Exercise and Nutrition
Regular exercise and stimulation are crucial for a dog’s development, physical, and mental well-being. A stimulated dog is less likely to pick up destructive behaviors, and good nutrition is equally important for your dog’s health. Making sure you take care of your dog’s physical and mental needs can help you prevent any behavior problems that don’t stem from anxiety, letting you know the areas where your dog needs the most help.
If your dog has been diagnosed with anxiety issues, you can also try to avoid or prevent situations that trigger your dog’s anxiety. For example, if you know that your dog grows anxious around large groups of dogs, you should avoid dog parks. Avoidance does not mean that you need to put your life on hold, but it can reduce some of the stress on you and your dog.
If the source of the anxiety cannot be avoided, preventive measures like leashes, body harnesses, and, in some cases, basket muzzles, can prevent dangerous situations. Once you know your dog’s triggers, you can prepare for these situations ahead of time.

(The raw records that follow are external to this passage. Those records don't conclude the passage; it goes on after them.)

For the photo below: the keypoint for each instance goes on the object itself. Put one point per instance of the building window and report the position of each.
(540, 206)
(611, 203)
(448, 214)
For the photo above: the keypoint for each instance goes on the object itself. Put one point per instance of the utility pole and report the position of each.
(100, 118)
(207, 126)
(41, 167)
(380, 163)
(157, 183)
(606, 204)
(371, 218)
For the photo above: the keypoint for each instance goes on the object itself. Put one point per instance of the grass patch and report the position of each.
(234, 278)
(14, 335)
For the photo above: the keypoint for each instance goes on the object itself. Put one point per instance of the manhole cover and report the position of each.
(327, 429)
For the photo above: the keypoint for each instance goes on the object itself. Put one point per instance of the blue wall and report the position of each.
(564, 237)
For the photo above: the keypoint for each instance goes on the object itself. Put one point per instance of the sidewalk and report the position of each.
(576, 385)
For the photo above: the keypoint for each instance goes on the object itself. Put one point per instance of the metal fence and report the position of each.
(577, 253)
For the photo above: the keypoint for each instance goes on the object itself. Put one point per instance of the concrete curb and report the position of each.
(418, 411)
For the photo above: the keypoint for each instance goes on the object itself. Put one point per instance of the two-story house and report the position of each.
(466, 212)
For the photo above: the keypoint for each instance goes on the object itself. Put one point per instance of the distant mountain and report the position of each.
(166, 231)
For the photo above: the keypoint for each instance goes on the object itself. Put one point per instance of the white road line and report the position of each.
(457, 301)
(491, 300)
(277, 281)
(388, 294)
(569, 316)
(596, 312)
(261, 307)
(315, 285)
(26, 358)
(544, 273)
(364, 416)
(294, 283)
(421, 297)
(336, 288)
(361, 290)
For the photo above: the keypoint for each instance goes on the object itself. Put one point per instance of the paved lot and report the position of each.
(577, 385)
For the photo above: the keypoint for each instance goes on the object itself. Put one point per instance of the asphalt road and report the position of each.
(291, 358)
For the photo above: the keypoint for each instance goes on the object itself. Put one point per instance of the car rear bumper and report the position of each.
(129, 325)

Dog Anxiety: The Bottom Line
Like humans, many dogs will experience anxiety at some point throughout their lives. Although not all dogs will have anxiety that leads to a diagnosable anxiety disorder, it’s important to know the causes, symptoms, and treatment options involved with dog anxiety. Understanding these important facets can help you, as an owner, know the best ways to help your dog in anxiety-inducing situations. If you think that your dog might have an issue with anxiety, it’s best to consult your veterinarian — your veterinarian can diagnose your dog, rule out any other health issues, and help you develop a treatment plan that best fits your dog and lifestyle.